平然と球場を出入りする「反社」が選手をボコボコに…プロ野球選手会は八百長防止をきっかけに発足した
歌舞伎に「浜の真砂は尽きるとも世に盗人の種は尽きまじ」の名セリフがある。大悪党で釜ゆでの刑に処された石川五右衛門の辞世の句だが、プロ野球の世界でも悪さはいまだに生きている。
選手会は「八百長」(敗退行為)の防止をきっかけに発足した歴史を持つ。太平洋戦争が終わり、プロ野球が復活した1946年のことだ。
この頃、今でいう反社の人物が平然として球場に出入りしていた。そこで選手を脅かし、殴ったりするなど異常な状態にあった。八百長試合に失敗した選手への“お礼参り”だった。
戦禍のあとの日本はその日暮らしだったが、プロ野球選手も多くは貧しく、生活のために野球を売った。南海のプレーイングマネジャー山本一人(のち鶴岡)などは、二塁から不可解なプレーを確認しやすい一塁にポジションを移したという。婦人警官に疑惑の選手を尾行するよう頼んだ球団もあった。

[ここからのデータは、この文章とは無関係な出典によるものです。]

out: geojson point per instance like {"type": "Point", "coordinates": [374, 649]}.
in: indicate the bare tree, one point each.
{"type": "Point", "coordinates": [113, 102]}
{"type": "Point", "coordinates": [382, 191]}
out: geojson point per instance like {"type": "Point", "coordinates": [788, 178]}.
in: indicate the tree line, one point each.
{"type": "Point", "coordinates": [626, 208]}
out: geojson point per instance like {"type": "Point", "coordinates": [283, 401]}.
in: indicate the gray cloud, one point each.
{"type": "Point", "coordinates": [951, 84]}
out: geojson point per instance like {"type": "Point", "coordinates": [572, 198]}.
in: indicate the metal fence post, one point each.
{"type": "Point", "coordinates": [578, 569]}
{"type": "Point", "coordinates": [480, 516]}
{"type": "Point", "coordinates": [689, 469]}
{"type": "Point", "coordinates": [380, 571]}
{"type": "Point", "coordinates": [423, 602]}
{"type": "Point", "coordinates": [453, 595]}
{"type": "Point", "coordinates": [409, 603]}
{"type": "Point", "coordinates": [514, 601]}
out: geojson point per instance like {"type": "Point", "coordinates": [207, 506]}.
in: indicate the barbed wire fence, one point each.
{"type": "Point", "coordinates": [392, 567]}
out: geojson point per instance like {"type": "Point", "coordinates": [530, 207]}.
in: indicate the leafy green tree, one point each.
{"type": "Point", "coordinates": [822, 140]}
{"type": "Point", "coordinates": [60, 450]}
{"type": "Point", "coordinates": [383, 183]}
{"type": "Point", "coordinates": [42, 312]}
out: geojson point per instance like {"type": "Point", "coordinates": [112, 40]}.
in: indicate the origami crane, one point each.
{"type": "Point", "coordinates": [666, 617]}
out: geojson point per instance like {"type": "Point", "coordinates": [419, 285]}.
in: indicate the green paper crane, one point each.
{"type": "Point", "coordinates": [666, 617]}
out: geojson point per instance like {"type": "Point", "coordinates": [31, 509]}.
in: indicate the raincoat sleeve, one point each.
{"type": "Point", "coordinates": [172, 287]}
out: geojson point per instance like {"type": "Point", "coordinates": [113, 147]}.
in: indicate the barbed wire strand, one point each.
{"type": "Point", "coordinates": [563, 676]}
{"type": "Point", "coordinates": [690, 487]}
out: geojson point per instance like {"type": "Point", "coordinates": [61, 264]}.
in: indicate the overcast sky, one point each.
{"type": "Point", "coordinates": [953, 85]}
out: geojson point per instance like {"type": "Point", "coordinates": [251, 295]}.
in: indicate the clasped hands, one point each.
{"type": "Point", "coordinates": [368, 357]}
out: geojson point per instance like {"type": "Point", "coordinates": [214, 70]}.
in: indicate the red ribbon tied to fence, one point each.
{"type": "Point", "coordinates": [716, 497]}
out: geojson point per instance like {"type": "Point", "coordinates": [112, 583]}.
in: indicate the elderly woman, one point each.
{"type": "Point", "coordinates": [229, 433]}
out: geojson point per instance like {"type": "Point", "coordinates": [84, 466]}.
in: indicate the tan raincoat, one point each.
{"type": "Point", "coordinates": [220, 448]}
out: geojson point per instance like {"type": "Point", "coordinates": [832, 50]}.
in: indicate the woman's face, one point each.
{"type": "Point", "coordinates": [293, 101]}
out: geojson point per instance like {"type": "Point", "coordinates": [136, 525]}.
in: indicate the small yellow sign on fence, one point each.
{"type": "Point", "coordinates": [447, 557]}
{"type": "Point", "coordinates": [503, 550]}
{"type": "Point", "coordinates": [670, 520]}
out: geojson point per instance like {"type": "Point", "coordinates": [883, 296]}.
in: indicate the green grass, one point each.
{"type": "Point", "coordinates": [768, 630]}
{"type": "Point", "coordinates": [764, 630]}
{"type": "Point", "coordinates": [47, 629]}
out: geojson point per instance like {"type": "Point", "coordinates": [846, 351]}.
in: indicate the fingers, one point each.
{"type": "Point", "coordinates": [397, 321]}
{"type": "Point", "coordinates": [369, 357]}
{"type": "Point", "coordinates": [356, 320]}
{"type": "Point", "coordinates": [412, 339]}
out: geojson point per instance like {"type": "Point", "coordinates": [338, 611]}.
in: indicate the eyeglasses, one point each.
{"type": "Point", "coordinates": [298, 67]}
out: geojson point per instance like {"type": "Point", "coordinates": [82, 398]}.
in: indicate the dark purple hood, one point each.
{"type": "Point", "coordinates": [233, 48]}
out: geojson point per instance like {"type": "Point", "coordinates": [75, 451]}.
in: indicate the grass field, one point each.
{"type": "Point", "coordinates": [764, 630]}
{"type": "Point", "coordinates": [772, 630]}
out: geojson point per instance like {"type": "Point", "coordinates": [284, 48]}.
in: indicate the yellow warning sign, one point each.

「これでは未来のプロ野球はない」と、各チームの主力が集まった。
巨人の川上哲治と千葉茂、阪神の若林忠志と藤村富美男、南海の鶴岡、阪急の青田昇と野口二郎、中日の杉浦清ら錚々(そうそう)たるメンバーだった。ここで選手会の発足が決まり「八百長選手は除名」などの規則を取り入れた。昭和の改革だった。